The recognition of severe malnutrition in hospital is important because standard management protocols can greatly reduce mortality.4

In the recent WHO guidelines for the management of severe malnutrition, severely malnourished children are identified by calculation of weight for height and the detection of bipedal oedema.5 Severe wasting is defined as a weight for height Z (standard deviation) score of less than 3 below the mean for the reference population (WHZ <−3).

The WHO has developed integrated management of childhood illness (IMCI) guidelines to help health workers in first level facilities in developing countries to identify and manage sick children. These rely on the detection of several key symptoms and clinical signs.6 Length or height is not usually measured in primary level clinics because it is time consuming and difficult to do accurately. Therefore, the IMCI guidelines recommend that health workers identify severe protein-energy malnutrition by the presence of visible severe wasting and bipedal oedema.7 If these signs are present, admission to a specialist centre is recommended. If these signs are not present, nurses then assess weight for age using a growth chart. Children with very low weight (WAZ <−3) are given nutritional advice and outpatient follow up. Local adaptation of the generic guidelines is encouraged for the implementation of IMCI.8

Although the study site (the Royal Victoria Hospital) is a secondary/tertiary referral hospital, the low nurse to patient ratios mean that height measurements for WHZ calculation are not feasible under normal working conditions. In this study, we assessed whether nurses in The Gambia who were trained to use the nutrition algorithm of the IMCI guidelines were able to identify reliably children with severe malnutrition attending outpatient clinics. The study did not assess the detection of anaemia, also included in the nutrition algorithm, or other components of the IMCI guidelines.

METHODS

Site and participants

All children aged 2–60 months attending the Paediatric Outpatient Clinic of the Royal Victoria Hospital, Banjul during December 2001 and January 2002 were recruited. The hospital is a busy tertiary level facility and children are referred from local and regional health centres.

Nursing staff and IMCI training

Four state registered and three auxiliary nurses were trained by CH and KK in the IMCI nutrition algorithm. Training materials used were the IMCI training manual, “Assess and classify the sick child age 2 months up to 5 years” and the related IMCI Photograph Manual.5 Training materials were given to the nurses for review one week before training. Training was done one-to-one and included a practical component of assessing children with and without severe wasting and/or pedal oedema admitted to hospital. All nurses were assessed at the end of the session and showed good knowledge and performance. Nurses undertook the study immediately after completing the training.

Data collection

Data were recorded on to standard forms. Demographic details were obtained from the Road-to-Health card. A local events calendar was used to determine age when a health card was not available. Signs of protein energy malnutrition, including bipedal oedema, were recorded by KK. The attending physician was consulted to verify any doubtful clinical findings including the presence of oedema. Each child was weighed twice, wearing minimal clothing using an electronic scale (SECA Model 835; Child Growth Foundation, London). In children <24 months, length (Rollametre), and in older children, standing height (Traditional Height Measure, CMS Weighing Equipment Limited, UK), was measured three times. Means were used for the final values. The diagnoses and decision regarding admission determined by the attending physician were recorded.

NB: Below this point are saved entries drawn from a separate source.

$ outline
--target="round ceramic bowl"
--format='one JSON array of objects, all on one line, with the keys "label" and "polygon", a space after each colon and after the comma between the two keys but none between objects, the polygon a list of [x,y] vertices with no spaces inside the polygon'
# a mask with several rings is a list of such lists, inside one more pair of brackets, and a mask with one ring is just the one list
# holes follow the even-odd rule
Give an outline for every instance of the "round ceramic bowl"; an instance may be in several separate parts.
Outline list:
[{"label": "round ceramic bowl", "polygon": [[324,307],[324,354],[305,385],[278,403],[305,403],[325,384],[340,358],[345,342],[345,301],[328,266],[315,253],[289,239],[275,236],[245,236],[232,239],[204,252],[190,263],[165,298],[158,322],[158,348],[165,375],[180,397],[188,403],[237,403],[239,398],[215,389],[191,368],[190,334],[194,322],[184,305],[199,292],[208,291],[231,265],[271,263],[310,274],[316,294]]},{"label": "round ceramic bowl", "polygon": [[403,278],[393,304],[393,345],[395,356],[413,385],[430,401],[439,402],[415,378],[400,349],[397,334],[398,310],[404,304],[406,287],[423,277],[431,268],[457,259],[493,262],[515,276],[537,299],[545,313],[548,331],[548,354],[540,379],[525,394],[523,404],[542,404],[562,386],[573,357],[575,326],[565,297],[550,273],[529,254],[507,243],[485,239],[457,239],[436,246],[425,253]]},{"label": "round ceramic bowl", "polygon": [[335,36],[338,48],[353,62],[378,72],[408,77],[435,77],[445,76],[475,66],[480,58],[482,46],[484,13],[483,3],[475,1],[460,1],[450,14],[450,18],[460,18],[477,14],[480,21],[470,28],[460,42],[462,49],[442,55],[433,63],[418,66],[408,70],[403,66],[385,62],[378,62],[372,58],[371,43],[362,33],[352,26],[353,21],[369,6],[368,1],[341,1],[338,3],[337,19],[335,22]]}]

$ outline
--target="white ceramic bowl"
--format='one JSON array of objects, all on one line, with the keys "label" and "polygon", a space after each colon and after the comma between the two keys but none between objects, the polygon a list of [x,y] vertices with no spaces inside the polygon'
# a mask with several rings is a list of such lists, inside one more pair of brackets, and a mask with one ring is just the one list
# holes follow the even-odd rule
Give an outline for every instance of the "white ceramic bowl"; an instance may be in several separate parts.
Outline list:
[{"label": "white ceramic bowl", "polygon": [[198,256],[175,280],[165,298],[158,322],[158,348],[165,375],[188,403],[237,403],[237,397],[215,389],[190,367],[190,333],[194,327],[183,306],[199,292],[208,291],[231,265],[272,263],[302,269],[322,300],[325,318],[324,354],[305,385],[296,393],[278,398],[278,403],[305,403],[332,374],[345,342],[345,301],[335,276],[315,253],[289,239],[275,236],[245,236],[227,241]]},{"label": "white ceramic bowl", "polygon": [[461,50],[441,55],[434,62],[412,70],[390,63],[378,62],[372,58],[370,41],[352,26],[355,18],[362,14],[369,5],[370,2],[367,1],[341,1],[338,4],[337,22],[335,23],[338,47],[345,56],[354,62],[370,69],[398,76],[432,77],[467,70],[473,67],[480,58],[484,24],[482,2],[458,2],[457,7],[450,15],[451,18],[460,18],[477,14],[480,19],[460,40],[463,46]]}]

The nurse was blind to these data and was provided only with each child’s name, date of birth, and weight. The nurse recorded whether there was visible severe wasting and/or bipedal oedema, and then determined whether each child had a very low weight by calculating the child’s age and using the IMCI weight for age chart.

Data analysis

All data were double entered and WHZ and WAZ scores determined (EPI-INFO, version 6, Centres for Disease Control, Atlanta, USA). WHZ score, WAZ score, and assessment of bipedal oedema by KK were used to evaluate the nurses’ assessments.

Ethical approval for the study was granted by the joint Gambia Government/Medical Research Council Ethics Committee.

RESULTS

A total of 361 children were recruited. Nine children were excluded: five did not fulfil the inclusion criteria, three had incomplete data, and the measurement of one was assumed to be inaccurate on the basis of an extreme value for WHZ score.

Median (intraquartile range; IQR) age was 16.0 (9.8–27.0) months; 208 (59.1%) were boys. Median (IQR) WHZ score was −1.34 (−2.22 to −0.55; see fig 1). The most common primary diagnoses were malaria (58.8%), acute respiratory infections (11.9%), gastroenteritis (7.5%), and skin infection (4.9%). No child had a primary diagnosis of malnutrition, but this was a secondary diagnosis in 17 (4.8%) children.

Figure 1

Distribution of weight for height Z score in 352 children. The vertical line is the cut off line for severe malnutrition: WHZ score <−3.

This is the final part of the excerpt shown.